"Go on!" he said.
"Well," I said. "Don't you see, in a normal state we may not be capable of appreciating the realness of the other? But they may be just as real and material to them, as we are to us. Do you see?"
"Yes," he said. "Go on!"
"Well," I said. "The earth may be just as real to them, as to us. I mean that it may have qualities as material to them, as it has to us; but neither of us could appreciate the other's realness, or the quality of realness in the earth, which was real to the other. It's so difficult to explain. Don't you understand?"
"Yes," he said. "Go on!"
"Well, if we were in what I might call a healthy atmosphere, they would be quite beyond our power to see or feel, or anything. And the same with them; but the more we're like this, the more real and actual they could grow to us. See? That is, the more we should become able to appreciate their form of materialness. That's all. I can't make it any clearer."

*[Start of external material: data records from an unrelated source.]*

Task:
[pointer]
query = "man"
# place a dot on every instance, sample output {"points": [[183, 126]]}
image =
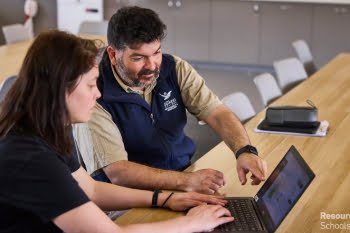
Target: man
{"points": [[137, 127]]}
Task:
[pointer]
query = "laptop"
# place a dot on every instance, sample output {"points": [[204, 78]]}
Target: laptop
{"points": [[274, 200]]}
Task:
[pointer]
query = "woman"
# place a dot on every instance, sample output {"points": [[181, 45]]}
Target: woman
{"points": [[43, 187]]}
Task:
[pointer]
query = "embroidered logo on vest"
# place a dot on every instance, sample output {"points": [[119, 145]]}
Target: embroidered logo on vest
{"points": [[169, 104], [166, 95]]}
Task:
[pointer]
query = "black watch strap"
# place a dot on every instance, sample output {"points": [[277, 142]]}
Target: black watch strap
{"points": [[155, 198], [246, 149]]}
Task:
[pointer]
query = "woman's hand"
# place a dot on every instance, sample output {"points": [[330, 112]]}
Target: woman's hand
{"points": [[207, 217], [184, 201]]}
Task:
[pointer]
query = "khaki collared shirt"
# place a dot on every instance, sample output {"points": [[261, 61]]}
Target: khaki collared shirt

"Then, after all, you really think they're ghosts, or something of that sort?" Tammy said.
"I suppose it does come to that," I answered. "I mean that, anyway, I don't think they're our ideas of flesh and blood. But, of course, it's silly to say much; and, after all, you must remember that I may be all wrong."
"I think you ought to tell the Second Mate all this," he said. "If it's really as you say, the ship ought to be put into the nearest port, and jolly well burnt."
"The Second Mate couldn't do anything," I replied. "Even if he believed it all; which we're not certain he would."